I heartily recommend William Kilpatrick’s great book, especially now, when the argument over the importance or unimportance of fiction is raging on in our over-centralized realm of education.

Life is a story, and when we stop reading those great stories that form our moral imaginations, we begin to not only lose a sense of right and wrong, but what life is all about. We become disoriented. We begin to forget where we come from, where we are going, and why we are alive. One senses this particularly during old feast days whose meaning has been stripped away. For instance, today is the festival of St. Patrick, a great man, whose people are well known and loved in our world for their stories and their storytelling ability. However, when do we hear about the story of St. Patrick? We don’t really, at least not in popular culture. The same goes for other festivals, like Halloween, Easter, and Christmas.

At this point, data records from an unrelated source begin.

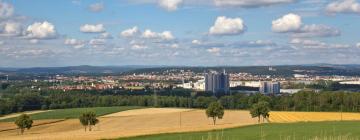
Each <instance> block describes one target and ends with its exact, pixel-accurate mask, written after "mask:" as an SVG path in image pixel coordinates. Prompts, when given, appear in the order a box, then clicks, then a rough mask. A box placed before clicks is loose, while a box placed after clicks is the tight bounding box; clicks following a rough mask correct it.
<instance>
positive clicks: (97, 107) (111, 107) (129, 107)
mask: <svg viewBox="0 0 360 140" xmlns="http://www.w3.org/2000/svg"><path fill="white" fill-rule="evenodd" d="M138 108H141V107H137V106H121V107H93V108H70V109H55V110H52V111H48V112H42V113H37V114H32V115H30V116H31V118H32V119H34V120H41V119H69V118H78V117H79V116H80V114H82V113H83V112H85V111H94V112H95V113H96V115H97V116H103V115H106V114H111V113H115V112H120V111H125V110H131V109H138ZM14 120H15V118H8V119H4V120H0V121H1V122H6V121H14Z"/></svg>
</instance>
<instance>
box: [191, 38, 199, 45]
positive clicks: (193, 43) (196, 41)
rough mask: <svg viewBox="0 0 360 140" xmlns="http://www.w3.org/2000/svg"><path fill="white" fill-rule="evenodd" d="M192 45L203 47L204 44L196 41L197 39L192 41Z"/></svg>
mask: <svg viewBox="0 0 360 140" xmlns="http://www.w3.org/2000/svg"><path fill="white" fill-rule="evenodd" d="M191 43H192V44H194V45H201V44H202V42H201V41H200V40H196V39H195V40H193V41H191Z"/></svg>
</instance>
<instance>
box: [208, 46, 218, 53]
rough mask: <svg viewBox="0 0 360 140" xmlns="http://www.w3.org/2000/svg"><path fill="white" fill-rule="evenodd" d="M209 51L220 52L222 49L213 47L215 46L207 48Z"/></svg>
mask: <svg viewBox="0 0 360 140" xmlns="http://www.w3.org/2000/svg"><path fill="white" fill-rule="evenodd" d="M207 51H208V52H210V53H212V54H219V53H220V51H221V50H220V48H216V47H213V48H210V49H207Z"/></svg>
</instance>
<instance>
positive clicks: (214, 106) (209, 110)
mask: <svg viewBox="0 0 360 140" xmlns="http://www.w3.org/2000/svg"><path fill="white" fill-rule="evenodd" d="M269 112H270V107H269V103H268V102H266V101H259V102H258V103H256V104H254V105H253V106H252V107H251V108H250V114H251V117H253V118H255V117H257V118H258V122H259V123H260V118H263V122H265V119H268V118H269V117H270V114H269ZM206 115H207V117H208V118H212V120H213V123H214V125H215V124H216V120H217V119H222V118H223V116H224V107H223V106H222V105H221V104H220V103H219V102H212V103H211V104H210V105H209V106H208V108H207V109H206Z"/></svg>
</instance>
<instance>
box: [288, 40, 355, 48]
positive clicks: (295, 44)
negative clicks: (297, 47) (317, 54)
mask: <svg viewBox="0 0 360 140" xmlns="http://www.w3.org/2000/svg"><path fill="white" fill-rule="evenodd" d="M289 43H290V44H292V45H295V46H297V47H303V48H313V49H323V48H348V47H350V45H346V44H329V43H325V42H321V41H318V40H309V39H301V38H294V39H292V40H291V41H290V42H289Z"/></svg>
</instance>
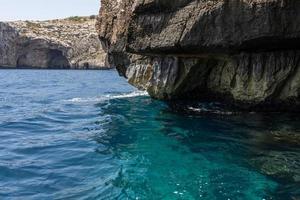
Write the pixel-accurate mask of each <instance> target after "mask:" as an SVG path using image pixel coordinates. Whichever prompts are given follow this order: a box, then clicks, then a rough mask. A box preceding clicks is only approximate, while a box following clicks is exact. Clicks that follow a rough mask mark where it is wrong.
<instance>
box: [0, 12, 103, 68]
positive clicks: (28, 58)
mask: <svg viewBox="0 0 300 200" xmlns="http://www.w3.org/2000/svg"><path fill="white" fill-rule="evenodd" d="M95 23H96V19H95V17H71V18H67V19H62V20H50V21H15V22H5V23H4V22H3V23H2V22H0V66H1V67H6V68H15V67H24V68H55V69H57V68H74V69H95V68H97V69H98V68H103V67H105V52H104V51H103V49H102V47H101V45H100V44H99V39H98V35H97V32H96V29H95Z"/></svg>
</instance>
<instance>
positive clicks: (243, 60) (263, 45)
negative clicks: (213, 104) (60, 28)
mask: <svg viewBox="0 0 300 200" xmlns="http://www.w3.org/2000/svg"><path fill="white" fill-rule="evenodd" d="M299 22H300V1H291V0H230V1H229V0H172V1H166V0H147V1H140V0H121V1H114V0H102V4H101V10H100V14H99V20H98V23H97V30H98V34H99V37H100V40H101V42H102V45H103V47H104V49H105V51H106V52H107V53H108V57H107V58H108V59H107V60H108V64H110V65H111V66H116V67H117V69H118V71H119V72H120V74H121V75H123V76H125V77H126V78H128V81H129V82H130V83H131V84H133V85H134V86H136V87H138V88H140V89H145V90H147V91H148V92H149V94H150V95H151V96H152V97H154V98H159V99H164V100H177V99H183V100H191V99H196V100H199V101H220V102H225V103H227V104H233V105H235V106H238V107H240V108H243V109H247V110H259V111H263V110H266V111H282V110H284V111H286V110H288V111H295V112H299V111H300V63H299V61H300V50H299V49H300V23H299Z"/></svg>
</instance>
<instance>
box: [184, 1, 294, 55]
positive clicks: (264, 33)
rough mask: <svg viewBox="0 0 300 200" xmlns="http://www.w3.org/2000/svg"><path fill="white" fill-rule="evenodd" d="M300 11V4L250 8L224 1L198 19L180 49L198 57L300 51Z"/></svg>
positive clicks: (276, 4)
mask: <svg viewBox="0 0 300 200" xmlns="http://www.w3.org/2000/svg"><path fill="white" fill-rule="evenodd" d="M299 11H300V1H290V0H286V1H273V2H266V3H255V2H252V3H251V4H250V3H246V2H244V1H241V0H236V1H231V0H224V3H223V4H222V5H220V6H216V7H215V8H214V9H213V10H209V12H206V13H204V14H201V15H198V16H196V20H195V22H194V23H193V25H192V26H191V27H186V29H189V30H185V32H186V34H185V35H184V36H182V38H181V40H180V43H179V46H180V47H181V48H182V50H183V51H186V52H194V53H234V52H240V51H270V50H285V49H289V50H291V49H299V47H300V39H299V37H298V38H297V36H298V33H299V31H300V26H299V24H298V22H299V21H300V12H299ZM192 19H193V18H192ZM290 19H293V20H290Z"/></svg>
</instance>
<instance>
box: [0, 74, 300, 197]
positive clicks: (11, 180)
mask: <svg viewBox="0 0 300 200" xmlns="http://www.w3.org/2000/svg"><path fill="white" fill-rule="evenodd" d="M193 109H194V108H193ZM194 110H196V111H198V110H200V109H198V110H197V109H194ZM299 126H300V125H299V118H298V117H297V116H296V117H295V116H292V117H291V116H285V115H282V114H272V115H258V114H254V113H251V114H239V113H236V114H230V115H229V114H228V113H226V114H204V115H202V114H201V113H199V115H195V114H188V113H180V112H176V111H175V110H172V109H171V108H170V107H169V106H168V105H167V104H165V103H163V102H160V101H157V100H153V99H151V98H150V97H148V96H147V95H146V94H145V93H144V92H138V91H136V90H135V89H134V88H133V87H131V86H129V85H128V84H127V83H126V81H125V80H124V79H123V78H120V77H118V75H117V73H116V72H115V71H55V70H53V71H47V70H44V71H39V70H1V71H0V199H22V200H23V199H36V200H40V199H103V200H104V199H147V200H148V199H154V200H156V199H166V200H169V199H170V200H173V199H174V200H175V199H183V200H192V199H205V200H214V199H216V200H219V199H220V200H229V199H231V200H234V199H239V200H263V199H266V200H267V199H289V198H292V197H297V195H299V194H300V192H299V188H300V185H299V184H298V182H297V180H296V181H295V180H290V179H288V178H286V177H285V176H282V177H280V178H276V177H275V176H272V174H270V173H267V172H266V170H265V171H264V170H262V169H261V168H262V167H261V165H257V164H255V163H257V162H256V161H260V162H263V163H264V162H265V160H266V158H268V159H269V160H266V163H267V164H266V165H267V166H268V163H272V162H274V164H273V163H272V164H271V165H270V166H272V167H273V168H277V167H278V168H280V167H286V165H287V163H285V162H284V161H281V160H280V158H281V157H280V155H291V160H292V161H293V163H292V164H291V165H292V167H291V168H292V170H290V169H288V170H290V171H289V172H293V173H294V174H295V173H296V174H297V173H298V172H299V171H298V170H299V169H300V167H299V166H300V164H299V163H300V162H299V163H298V164H299V165H298V164H297V162H298V161H299V160H300V156H299V155H300V150H299V146H298V145H297V143H296V142H294V143H293V141H296V140H295V139H294V140H293V141H292V142H291V143H292V146H289V145H288V142H290V141H287V140H283V142H282V140H278V137H279V136H277V140H276V138H275V140H274V141H273V140H269V138H268V137H269V136H268V135H269V134H272V133H273V132H279V133H280V134H284V132H287V133H290V134H292V135H293V137H296V138H297V134H298V133H299V130H300V127H299ZM278 141H279V142H278ZM299 141H300V140H299ZM291 147H292V148H291ZM287 152H288V153H291V154H287ZM274 157H275V158H277V159H273V158H274ZM264 159H265V160H264ZM297 159H299V160H297ZM284 160H285V159H284ZM253 163H254V164H253ZM288 164H290V163H288ZM264 166H265V165H264ZM265 168H266V167H265ZM286 168H287V167H286ZM293 170H294V171H293ZM286 171H287V170H286ZM299 174H300V173H299ZM285 175H286V174H285ZM288 175H290V174H288ZM288 175H287V176H288ZM296 178H297V176H296ZM298 178H299V177H298ZM299 179H300V178H299Z"/></svg>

When we lose the story, we lose the meaning as well. And then folks wonder why there is so much depression during the great feasts. Why do people grow sad at these times? Because down deep they want the real story, the story that gives meaning to what we celebrate, and places them within the grand narrative of life. They stumble away from the St. Patty’s Day parties wanting the mirth to last, but fail to realize that true joy is rooted in realities far deeper than the bottom of a tavern glass. When we lose the narrative thread of live, we can easily fall into a loneliness that seems unescapable.

C.S. Lewis once said “We read to know we are not alone.”

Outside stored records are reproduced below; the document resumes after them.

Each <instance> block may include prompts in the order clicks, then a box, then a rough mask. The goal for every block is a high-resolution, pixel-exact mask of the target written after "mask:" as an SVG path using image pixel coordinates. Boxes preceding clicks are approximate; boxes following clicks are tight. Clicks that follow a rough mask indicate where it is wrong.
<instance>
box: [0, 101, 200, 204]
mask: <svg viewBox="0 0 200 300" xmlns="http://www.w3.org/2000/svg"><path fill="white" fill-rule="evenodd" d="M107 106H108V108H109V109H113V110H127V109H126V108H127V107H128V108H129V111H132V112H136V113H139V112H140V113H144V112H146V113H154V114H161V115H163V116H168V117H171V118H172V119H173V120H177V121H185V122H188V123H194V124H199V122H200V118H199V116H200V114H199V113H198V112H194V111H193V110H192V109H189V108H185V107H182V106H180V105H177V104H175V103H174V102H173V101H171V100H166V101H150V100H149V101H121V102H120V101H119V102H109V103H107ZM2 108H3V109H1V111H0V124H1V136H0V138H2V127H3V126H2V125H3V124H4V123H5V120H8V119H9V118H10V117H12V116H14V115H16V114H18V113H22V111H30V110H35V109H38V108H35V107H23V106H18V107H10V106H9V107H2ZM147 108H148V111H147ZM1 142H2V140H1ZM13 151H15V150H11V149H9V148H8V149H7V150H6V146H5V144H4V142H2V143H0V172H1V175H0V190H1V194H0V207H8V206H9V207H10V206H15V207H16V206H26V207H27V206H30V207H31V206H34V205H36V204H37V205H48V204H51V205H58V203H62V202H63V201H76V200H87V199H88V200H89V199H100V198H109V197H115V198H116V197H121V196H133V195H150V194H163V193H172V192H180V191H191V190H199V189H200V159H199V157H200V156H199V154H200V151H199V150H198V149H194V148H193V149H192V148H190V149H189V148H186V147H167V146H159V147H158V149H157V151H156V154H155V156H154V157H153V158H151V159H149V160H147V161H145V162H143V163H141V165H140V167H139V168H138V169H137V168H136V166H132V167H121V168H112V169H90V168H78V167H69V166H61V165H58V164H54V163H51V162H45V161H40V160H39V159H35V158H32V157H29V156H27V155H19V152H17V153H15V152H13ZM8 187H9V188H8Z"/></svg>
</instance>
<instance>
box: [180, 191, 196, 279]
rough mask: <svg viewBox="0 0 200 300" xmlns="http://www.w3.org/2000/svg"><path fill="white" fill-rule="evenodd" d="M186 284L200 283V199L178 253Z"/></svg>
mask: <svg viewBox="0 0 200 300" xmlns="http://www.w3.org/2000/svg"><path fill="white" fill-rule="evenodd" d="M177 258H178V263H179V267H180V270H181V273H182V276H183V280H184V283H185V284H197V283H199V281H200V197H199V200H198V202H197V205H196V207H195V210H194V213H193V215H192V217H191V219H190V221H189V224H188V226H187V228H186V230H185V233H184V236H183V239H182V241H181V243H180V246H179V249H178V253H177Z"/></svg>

During this grand feast of St. Patrick, let us not forget that stories have the power to change minds and hearts, and reorient people’s lives. For those who want to banish fiction from the shelves of our schools, I ask you to rethink this attitude! Though it is important to teach our younglings the skills they need to perform in professional life; though it is important they they learn how to work with their hands; though information and facts are necessary for college acceptance and professional life, let us not banish stories, for by doing this you will banish the memory of who we are, where we come from, and where we are going. And you will only increase the loneliness that many people now feel so intensely when trying to celebrate festivals-fesivals they know longer understand.

Riverside will continue posting about this theme throughout the year. The topic is so important that we must do this. We are facing an onslaught of materialist and mechanistic views of life which see education as mere preparation for work–not as induction into an authentic folk culture rooted in a meaningful narrative. Losing stories means losing the soul of education.

Please enjoy the video attached to this post. It is a humorous retelling of the story of St. Patrick by a little Irish girl. Teaching the young how to tell stories again will not only help them renew culture, but will orient them and give them a skill which will be a light of meaning when this present darkness begins to overwhelm them.